To quote from a song by Madonna entitled “What it feels like for a girl”, she says “Girls can wear jeans and cut their hair short, wear shirts and boots cause its ok to be a boy. But for a boy to look like a girl is degrading…” The pop queen may be no Dalai Llama, but she’s definitely onto something with that song. The lyrics reflect the idea that boys are engrained with the mindset that displaying feminine traits make them somehow inferior and that such things must be avoided; this is a terrible reality which we must change at all costs. Boys are raised to feel that having feelings or displaying “feminine” behaviour makes them somehow inferior, and it’s that kind of backwards education that scars people for life and prevents them from being able to enjoy healthy and happy lives in the future.
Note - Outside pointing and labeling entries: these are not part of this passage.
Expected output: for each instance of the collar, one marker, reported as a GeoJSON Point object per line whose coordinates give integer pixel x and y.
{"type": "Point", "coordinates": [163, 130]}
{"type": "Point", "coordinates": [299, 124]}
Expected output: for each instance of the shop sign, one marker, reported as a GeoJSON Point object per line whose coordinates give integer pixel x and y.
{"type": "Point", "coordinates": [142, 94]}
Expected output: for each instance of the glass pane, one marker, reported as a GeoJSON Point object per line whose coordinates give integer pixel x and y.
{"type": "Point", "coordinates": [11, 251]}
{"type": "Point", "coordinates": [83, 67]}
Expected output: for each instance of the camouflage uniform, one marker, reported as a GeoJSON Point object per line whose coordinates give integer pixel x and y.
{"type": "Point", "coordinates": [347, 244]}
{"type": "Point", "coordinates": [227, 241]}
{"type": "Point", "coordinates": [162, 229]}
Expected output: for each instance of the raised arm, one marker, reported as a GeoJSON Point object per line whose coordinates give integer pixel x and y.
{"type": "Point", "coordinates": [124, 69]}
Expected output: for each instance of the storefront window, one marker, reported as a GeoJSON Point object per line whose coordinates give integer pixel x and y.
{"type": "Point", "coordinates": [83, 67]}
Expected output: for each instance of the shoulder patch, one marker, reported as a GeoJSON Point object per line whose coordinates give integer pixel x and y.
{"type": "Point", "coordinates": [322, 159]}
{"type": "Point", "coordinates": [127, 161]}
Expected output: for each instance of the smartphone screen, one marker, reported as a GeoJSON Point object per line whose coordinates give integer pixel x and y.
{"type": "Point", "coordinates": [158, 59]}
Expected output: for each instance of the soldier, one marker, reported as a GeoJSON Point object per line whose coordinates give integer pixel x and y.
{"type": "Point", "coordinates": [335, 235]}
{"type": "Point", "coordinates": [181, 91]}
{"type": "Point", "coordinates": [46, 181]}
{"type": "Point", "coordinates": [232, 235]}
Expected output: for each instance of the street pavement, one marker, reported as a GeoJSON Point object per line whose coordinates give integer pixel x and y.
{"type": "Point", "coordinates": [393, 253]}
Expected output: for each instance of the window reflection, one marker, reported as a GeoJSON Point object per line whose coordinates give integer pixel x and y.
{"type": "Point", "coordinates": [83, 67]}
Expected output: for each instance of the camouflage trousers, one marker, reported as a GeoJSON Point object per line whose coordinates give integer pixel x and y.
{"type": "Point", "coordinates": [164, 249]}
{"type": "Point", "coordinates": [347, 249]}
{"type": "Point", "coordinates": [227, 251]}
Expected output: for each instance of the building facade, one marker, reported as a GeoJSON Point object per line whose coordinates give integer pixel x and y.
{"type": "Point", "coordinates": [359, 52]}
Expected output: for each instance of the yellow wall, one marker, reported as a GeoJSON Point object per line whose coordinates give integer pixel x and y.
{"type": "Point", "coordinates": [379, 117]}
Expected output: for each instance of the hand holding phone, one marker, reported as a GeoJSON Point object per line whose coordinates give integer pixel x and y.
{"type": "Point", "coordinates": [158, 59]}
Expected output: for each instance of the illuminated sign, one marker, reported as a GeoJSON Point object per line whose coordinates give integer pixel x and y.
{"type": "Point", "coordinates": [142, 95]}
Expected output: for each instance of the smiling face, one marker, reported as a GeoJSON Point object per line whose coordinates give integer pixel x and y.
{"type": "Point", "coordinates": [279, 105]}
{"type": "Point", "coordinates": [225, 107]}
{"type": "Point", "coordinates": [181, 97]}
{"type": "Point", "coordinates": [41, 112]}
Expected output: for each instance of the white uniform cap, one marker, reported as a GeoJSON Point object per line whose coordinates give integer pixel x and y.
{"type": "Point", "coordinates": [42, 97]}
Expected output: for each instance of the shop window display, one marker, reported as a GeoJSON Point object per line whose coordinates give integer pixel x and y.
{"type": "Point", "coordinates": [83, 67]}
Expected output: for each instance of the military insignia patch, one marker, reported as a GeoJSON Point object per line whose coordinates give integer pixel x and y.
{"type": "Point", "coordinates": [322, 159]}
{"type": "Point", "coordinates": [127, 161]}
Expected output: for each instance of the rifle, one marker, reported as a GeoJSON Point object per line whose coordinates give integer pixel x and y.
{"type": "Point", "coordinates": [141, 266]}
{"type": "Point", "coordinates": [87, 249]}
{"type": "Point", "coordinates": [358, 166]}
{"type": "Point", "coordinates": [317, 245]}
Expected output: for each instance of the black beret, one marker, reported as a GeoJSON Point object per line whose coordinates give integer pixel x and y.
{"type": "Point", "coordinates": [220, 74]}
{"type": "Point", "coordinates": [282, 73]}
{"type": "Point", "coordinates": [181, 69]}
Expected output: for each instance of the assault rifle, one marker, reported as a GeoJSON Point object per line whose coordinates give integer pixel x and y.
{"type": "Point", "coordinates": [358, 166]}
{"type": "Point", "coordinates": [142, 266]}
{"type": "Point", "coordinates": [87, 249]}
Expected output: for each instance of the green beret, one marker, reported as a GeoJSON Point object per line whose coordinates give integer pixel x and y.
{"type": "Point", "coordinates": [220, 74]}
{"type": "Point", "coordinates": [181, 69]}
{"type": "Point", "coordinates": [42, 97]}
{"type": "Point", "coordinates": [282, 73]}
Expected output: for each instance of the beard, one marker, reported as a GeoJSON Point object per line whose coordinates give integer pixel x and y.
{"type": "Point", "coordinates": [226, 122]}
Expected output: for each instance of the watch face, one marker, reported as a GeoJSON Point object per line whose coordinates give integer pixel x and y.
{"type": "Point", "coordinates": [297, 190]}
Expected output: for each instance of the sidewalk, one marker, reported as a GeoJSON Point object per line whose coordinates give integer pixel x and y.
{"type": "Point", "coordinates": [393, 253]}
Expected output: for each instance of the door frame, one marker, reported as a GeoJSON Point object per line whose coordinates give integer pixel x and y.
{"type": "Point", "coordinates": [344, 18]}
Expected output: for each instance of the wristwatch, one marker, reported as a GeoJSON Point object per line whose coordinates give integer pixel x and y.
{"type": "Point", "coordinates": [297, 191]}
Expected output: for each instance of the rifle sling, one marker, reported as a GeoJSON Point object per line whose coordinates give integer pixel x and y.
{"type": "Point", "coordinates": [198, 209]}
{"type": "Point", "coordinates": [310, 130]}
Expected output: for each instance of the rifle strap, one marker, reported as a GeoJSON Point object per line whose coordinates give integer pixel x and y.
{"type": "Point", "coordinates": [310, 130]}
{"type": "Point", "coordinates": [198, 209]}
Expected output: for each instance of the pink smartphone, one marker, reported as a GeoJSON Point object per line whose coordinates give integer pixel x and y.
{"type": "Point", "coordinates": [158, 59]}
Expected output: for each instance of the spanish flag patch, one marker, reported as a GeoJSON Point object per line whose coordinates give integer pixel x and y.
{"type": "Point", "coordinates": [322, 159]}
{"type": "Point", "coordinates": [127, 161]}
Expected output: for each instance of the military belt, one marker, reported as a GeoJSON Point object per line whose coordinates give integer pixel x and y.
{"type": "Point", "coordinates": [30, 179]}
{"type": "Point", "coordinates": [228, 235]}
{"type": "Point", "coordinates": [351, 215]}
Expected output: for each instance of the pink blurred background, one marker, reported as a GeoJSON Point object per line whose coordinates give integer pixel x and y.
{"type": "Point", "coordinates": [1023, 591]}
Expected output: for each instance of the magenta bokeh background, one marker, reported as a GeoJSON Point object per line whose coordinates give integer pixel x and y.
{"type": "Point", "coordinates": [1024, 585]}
Ardhanārīśvara is a little known Hindu deity who represents the essence of androgyny; this deity is the avatar of both the god Shiva and his lover Parvati. It embodies both masculine (Shiva) and feminine (Parvati) traits thereby making it superior to its individual counterparts. The beauty behind Ardhanārīśvara is that it comes to symbolize the wholeness of both genders as one; in this way we also see how human beings are more complete when they renounce the restrictive chains imposed by society’s gender binary; hetero-normative type castes reduce human beings into mere stereotypes incapable of being true to themselves due to societal pressure to be otherwise.
My inability to feel comfortable enough to not feign certain artificial masculine traits is an example of socially enforced restraints combined with personal insecurity; I have found myself emotionally bound and incapable of being true to myself because I live with the shame that my conservative upbringing has instilled in me. However, admitting this has helped me remove the vestments of machismo and double standards that have cost me from having healthy relationships in the past; acceptance is the first step after all, but by no means the last.
True security in oneself cannot be found unless one comes to embrace oneself wholly, thereby allowing one to feel free to be oneself regardless of the situation.